Incorporation of vegetative resistance and meteorological effects in to the TIME surface-water model
1. Modification of the SWIFT2D computer code will be made to best simulate vegetative resistance to flow. This will be part of finalization of code modifications to the SWIFT2D configuration applicable to the TIME modeling domain. Vegetative resistance code changes will be based on the published work of J. Lee et al. And Lee, Lai and Jenter. Statistical correlations between depth-averaged velocity data and depth-averaged vegetation data appear to be a potential link between the vegetative resistance work to date and the vegetative mapping work of John Jones. As such, this linkage will be incorporated into SWIFT2D to the extent possible.
Additionally, final code changes for meteorological forcing inputs will be completed. These will include code modifications for the acceptance of variable wind and NEXRAD rainfall fields. In order to prepare the TIME surface-water model for potential use in future scenario testing, the TIME Data System will be modified to automatically extract and format user-selected data for model input. SWIFT2Dís input processor will be modified to accept these automatically formatted data. Refinement of wind forcing and precipitation forcing algorithms in the model will be completed. These algorithms will be based partially on correlations derived from simultaneous wind and velocity measurements collected during this and previous rainy seasons.
2. Assembly , storage, and distribution of time-variable datasets for surface water modeling
The TIME Data System (TDS) will be finalized. All data sets for the time period January 1, 1995 through June 1, 2003 will be archived quality assured. All tools for extracting, viewing, analyzing, archiving and reformatting data for the TDS will be finalized. Final publication of a Userís Manual for the TDS will occur in FY2004. The TDS will be packaged in such a way that it can be directly transferred with the finalized version of SWIFT2D for future scenario testing.

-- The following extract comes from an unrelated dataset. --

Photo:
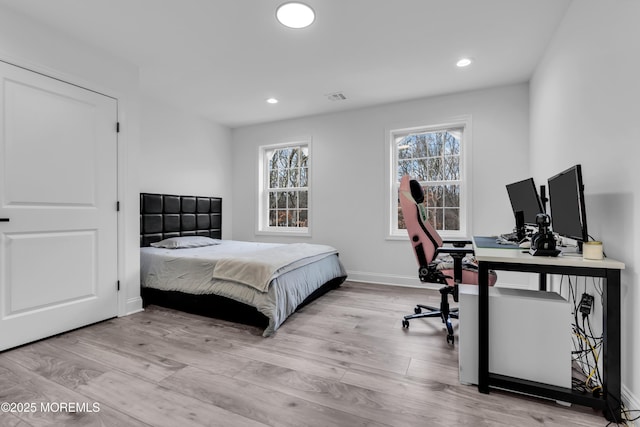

The TIME project website, <http://time.er.usgs.gov> will be maintained through FY2004 as a gateway for TIME project and other South Florida researchers to download data from the TDS and TIME project reports.
Work being undertaken in FY2005 will include the addition of new, and refinement of existing, numerical procedures and algorithms for representation of hydrologic processes in the SWIFT2D model formulation. Data collected in support of the model development will be quality checked and processed for input to conduct numerical simulations. Advanced visualization methods will be developed using specialized animation software to display simulation results for sensitivity and performance testing, model verification and calibration, and ecosystem analyses.